4 thoughts on “Minimum Wage: Destroyer of Teenage Employment

  1. Oh goodness. You struck a nerve with me. My beef is with teenage babysitters. This week I paid someone $4 an hour to come and watch my kids play so that I can pack. She’s responsible, but she doesn’t have to do a whole lot. I’m here while she’s watching them. Then I heard that some teenage babysitters are getting $6-7 an hour! Are you kidding me!!!! I am paying $4 an hour and I think that’s high. I mean, she’s not paying taxes and she doesn’t have a high school diploma. And if I were to pay her $4 an hour @ 40 hours, that’s $160!!! That’s about the cost of daycare (because my kids are potty trained). So, tell me . . . why does a teenager deserve to make as much money as an adult? They don’t! It was only 3 years ago that I was making $6 an hour as a preschool teacher . . . and I have a 4 year degree. This is just not right!

  2. @Thrifty Karen: It is neat, isn’t it, how the government subsidizes daycare, and then raises the cost of minimum wage so as to make it difficult to get a babysitter. If I were a conspiracy theorist, I would say that they’re out to make sure that you don’t provide care for your child yourself.
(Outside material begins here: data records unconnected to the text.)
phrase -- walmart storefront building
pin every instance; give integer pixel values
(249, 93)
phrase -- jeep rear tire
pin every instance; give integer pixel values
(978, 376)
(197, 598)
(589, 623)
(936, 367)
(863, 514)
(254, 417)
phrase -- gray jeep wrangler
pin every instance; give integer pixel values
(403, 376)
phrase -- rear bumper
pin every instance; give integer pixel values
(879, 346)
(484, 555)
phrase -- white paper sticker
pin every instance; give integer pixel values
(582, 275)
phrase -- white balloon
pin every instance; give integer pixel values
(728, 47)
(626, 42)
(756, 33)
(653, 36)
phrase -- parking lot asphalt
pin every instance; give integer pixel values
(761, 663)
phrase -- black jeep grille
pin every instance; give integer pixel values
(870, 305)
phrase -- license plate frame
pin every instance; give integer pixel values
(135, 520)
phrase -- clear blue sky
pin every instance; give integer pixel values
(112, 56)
  3. well they need to get paid more because things coast more. so what if the babysitter did’t finish school they are the same as you. if you go and bye your self something to eat and they do the same it will coast just much they have to live to just like you

  4. @latoria smith: Certainly the amount needs to increase, but when you start paying them minimum wage, you should start expecting higher qualifications.